Of course, among the millions of Poles who said “yes”, there was one who has a unique and special place in our hearts: Pope John Paul the Second. When he first appeared on the balcony above Saint Peter’s Square, a correspondent on the scene wrote to his editor with a first impression. This is not just a pope from Poland, he said, “This is a pope from Galilee.”
In 1979, Pope John Paul the Second celebrated Mass with you in a square not too far from here. He reminded the world there would be no justice in Europe without an independent Poland, and he reminded the Polish people, long deprived of their independence, from where they drew their strength.
While greeting a crowd huddled along a fence, he met a little girl. He paused and asked her, “Where is Poland?” But the girl – caught off guard – couldn’t answer. She laughed nervously until the great pope put his hand over her heart and said: “Poland is here.”
John Paul the Second understood that a nation is not a flag or a plot of land. It is a people – a community of values. And the highest value Poland honors – to the world’s great fortune – is man’s innate desire to be free.
Sometimes, a “yes,” is actually a “no”; Romney said:
Time and again, history has recorded the ascent of liberty, propelled by souls that yearn for freedom and justice. Former U.S. Secretary of State Condoleezza Rice has noted that it is often one brave man or woman who says “no” to oppression, and in doing so, sparks a revolution of courage in hundreds, thousands or millions of others.
In 1955, in my country, Rosa Parks said “no” to a bus driver who told her to give up her seat to a white person, and in doing so, started a revolution of dignity and equality that continues to this day. Mohamed Bouazizi, a street vendor in Tunisia, was denied his business wares by a government functionary, and in protest committed suicide by self-immolation. With that act of defiance, the Arab Spring was born.
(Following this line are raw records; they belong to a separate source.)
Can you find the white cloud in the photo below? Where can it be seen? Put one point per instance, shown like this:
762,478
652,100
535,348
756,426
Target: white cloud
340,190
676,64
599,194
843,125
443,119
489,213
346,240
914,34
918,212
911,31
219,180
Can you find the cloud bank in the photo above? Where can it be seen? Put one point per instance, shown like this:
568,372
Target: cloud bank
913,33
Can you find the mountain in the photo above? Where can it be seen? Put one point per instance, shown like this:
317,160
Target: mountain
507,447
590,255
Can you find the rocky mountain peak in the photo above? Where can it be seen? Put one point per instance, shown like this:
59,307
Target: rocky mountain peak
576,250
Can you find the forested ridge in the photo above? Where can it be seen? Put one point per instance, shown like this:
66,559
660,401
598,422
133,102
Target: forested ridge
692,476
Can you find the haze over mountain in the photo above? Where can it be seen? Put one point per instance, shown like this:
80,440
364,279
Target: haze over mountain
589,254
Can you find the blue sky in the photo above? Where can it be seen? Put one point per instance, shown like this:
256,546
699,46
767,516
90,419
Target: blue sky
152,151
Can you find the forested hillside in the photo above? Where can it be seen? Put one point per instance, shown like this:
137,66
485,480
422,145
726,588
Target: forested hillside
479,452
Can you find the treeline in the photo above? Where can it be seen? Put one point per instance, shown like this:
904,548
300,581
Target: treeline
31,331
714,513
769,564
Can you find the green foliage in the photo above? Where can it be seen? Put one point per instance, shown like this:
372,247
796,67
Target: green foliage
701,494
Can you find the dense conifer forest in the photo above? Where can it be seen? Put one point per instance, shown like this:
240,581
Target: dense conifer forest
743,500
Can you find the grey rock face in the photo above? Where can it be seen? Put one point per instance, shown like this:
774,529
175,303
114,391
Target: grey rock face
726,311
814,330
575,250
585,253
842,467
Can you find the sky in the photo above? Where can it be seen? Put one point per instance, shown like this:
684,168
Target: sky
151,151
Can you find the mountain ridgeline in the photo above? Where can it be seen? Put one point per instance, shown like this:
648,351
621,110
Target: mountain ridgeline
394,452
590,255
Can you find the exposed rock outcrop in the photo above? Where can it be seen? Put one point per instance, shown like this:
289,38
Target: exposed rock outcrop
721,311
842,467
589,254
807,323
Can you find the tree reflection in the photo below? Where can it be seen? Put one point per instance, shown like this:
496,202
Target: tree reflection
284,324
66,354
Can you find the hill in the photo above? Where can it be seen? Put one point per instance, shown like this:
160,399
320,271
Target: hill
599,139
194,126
Nicolai Ceausescu stood before an audience of 200,000, recounting for them his supposed works on their behalf. One elderly woman shouted out what others only thought. “Liar,” she said. Others echoed her, first hundreds, then thousands. And with the fall of Ceausescu days later, the entire nation had awoken and a people were freed.
And here, in 1979, a son of Poland, Pope John Paul the Second, spoke words that would bring down an empire and bring freedom to millions who lived in bondage. “Be not afraid” – those words changed the world.
It’s politics, of course, when it shows up in a presidential candidate’s speech, but it’s also our lives. It’s a proper connection to make because it’s why we bother with politics. We have rights granted by our Creator, as Romney said in both Jerusalem and Warsaw this week, and we are responsible to protect them and help them flourish, in ourselves, in our societies. That’s a call for this day and this election.
The concept of fiat and the real call of conscience — one that requires much more than freedom of worship and Sunday obligation — is one we do not always appreciate culturally. It is a call that we, of course, don’t always live up to … it’s a daily walk and renewal.
A day before the HHS abortion-inducing drug, contraception, sterilization Mandate goes into effect, we are reminded that we face a challenge today about the freedom to love God fully, in our public lives, with out entire lives.